Eval source: gcf-go/eval


Token Efficiency (TOON's Own Benchmark)

We inserted GCF into TOON's token efficiency benchmark. Their datasets, their tokenizer (gpt-tokenizer, o200k_base), their methodology. The only change: one additional formatter.

Mixed-Structure Track

Datasets with nested or semi-uniform structures. This is where most real-world data lives.

Semi-uniform event logs (2000 records):
  TOON   ████████████████████████████████████████████████████  154,032
  GCF    ████████████████████████████████████░░░░░░░░░░░░░░░  107,269  ◀ 44% smaller

E-commerce orders (500 orders, nested items):
  TOON   ████████████████████████████████████████████████████   73,246
  GCF    ████████████████████████████████████████████░░░░░░░   61,592  ◀ 19% smaller

Mixed-structure total:
  TOON   ████████████████████████████████████████████████████  227,896
  GCF    █████████████████████████████████████░░░░░░░░░░░░░░  169,554  ◀ 34% smaller

Flat-Only Track

Pure tabular data. TOON's claimed sweet spot. GCF still wins.

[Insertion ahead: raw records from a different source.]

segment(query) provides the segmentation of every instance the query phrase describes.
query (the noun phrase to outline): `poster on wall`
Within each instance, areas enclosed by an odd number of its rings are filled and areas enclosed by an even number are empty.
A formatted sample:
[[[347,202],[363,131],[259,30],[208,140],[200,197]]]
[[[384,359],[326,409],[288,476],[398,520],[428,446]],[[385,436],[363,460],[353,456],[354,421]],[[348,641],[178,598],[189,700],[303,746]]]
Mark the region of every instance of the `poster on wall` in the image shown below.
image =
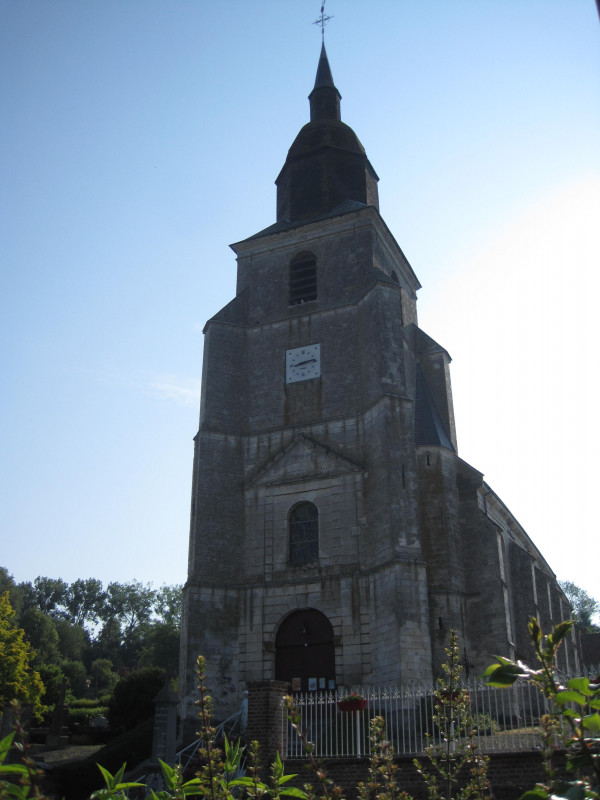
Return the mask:
[[[325,688],[325,678],[319,678],[319,689]]]
[[[292,678],[292,692],[300,692],[302,690],[302,678]]]
[[[308,679],[308,691],[309,692],[316,692],[317,691],[317,679],[316,678],[309,678]]]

Employee records (2000 rows):
  TOON   ████████████████████████████████████████████████████   49,966
  GCF    ██████████████████████████████████████████████████░░   49,054  ◀ 2% smaller

Analytics time-series (365 days):
  TOON   ████████████████████████████████████████████████████    9,127
  GCF    ████████████████████████████████████████████████░░░░    8,397  ◀ 8% smaller

Flat-only total:
  TOON   ████████████████████████████████████████████████████   67,837
  GCF    ██████████████████████████████████████████████████░░   66,026  ◀ 3% smaller

Per-Dataset Breakdown

DatasetStructureGCFTOONCSVJSON
Event logsSemi-uniform107,269154,032n/a181,141
E-commerceNested61,59273,246n/a109,574
Nested configDeep693618n/a905
EmployeesFlat49,05449,96647,137127,050
AnalyticsFlat8,3979,1278,39522,257
GitHub reposFlat8,5758,7448,51215,144

TOON's only win: deeply nested configuration. A 75-token difference on a 618-token payload.

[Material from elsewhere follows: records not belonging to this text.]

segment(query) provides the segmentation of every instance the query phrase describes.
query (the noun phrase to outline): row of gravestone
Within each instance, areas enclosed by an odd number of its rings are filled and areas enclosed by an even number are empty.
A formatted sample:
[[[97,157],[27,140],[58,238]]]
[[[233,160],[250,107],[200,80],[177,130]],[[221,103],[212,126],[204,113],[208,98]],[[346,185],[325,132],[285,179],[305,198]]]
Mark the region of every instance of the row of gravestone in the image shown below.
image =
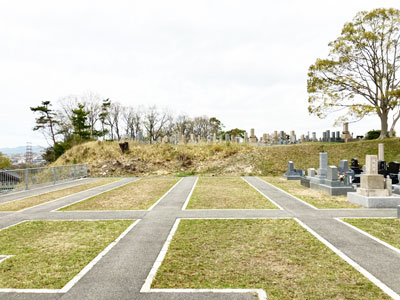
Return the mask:
[[[390,178],[395,192],[400,193],[400,163],[384,160],[377,163],[378,174],[384,178]],[[288,171],[284,174],[288,180],[300,180],[305,187],[320,190],[330,195],[346,195],[348,192],[354,192],[360,185],[360,176],[365,173],[365,166],[360,168],[358,159],[351,160],[350,168],[347,160],[341,160],[339,166],[328,166],[328,154],[319,154],[319,168],[307,169],[307,175],[304,170],[294,168],[294,163],[289,161]]]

Why GCF wins on semi-uniform data

TOON's tabular format requires all rows to have identical fields. When data is semi-uniform (event logs where 50% have nested error objects), TOON falls back to its less efficient nested encoding for the entire array.

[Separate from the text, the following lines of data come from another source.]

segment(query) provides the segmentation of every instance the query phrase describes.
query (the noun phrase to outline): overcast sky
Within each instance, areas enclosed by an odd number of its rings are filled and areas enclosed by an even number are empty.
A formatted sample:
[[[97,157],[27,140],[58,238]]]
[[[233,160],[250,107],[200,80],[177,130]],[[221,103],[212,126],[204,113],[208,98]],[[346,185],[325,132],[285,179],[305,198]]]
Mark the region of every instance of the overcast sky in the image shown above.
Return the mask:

GCF handles semi-uniformity natively: primitive fields encode positionally, nested fields attach inline only when present. No format-level "mode switch" is required.

Reproduce

bash
git clone https://github.com/blackwell-systems/toon.git
cd toon && git checkout gcf-comparison
cd benchmarks && pnpm install && pnpm benchmark:tokens

Fork: blackwell-systems/toon@gcf-comparison


Summary

MetricGCFTOONJSON
Comprehension accuracy (500 sym)100%100%66.7%
Input tokens (500 symbols)11,09016,37853,341
Output tokens (100 symbols)5,61911,65022,180
Generation validity5/55/5N/A
vs JSON input savings79%69%baseline
vs TOON input savings32%baselinen/a
vs JSON output savings75%40%baseline
vs TOON output savings52%baselinen/a
Mixed-structure efficiencybest34% larger72% larger
Flat-data efficiencybest3% larger149% larger
Session dedup (5th call)92.7%unavailableunavailable
Delta encoding81.2%unavailableunavailable

GCF wins on input efficiency, output efficiency, and offers session/delta features no competitor has. See the generation eval for output token methodology.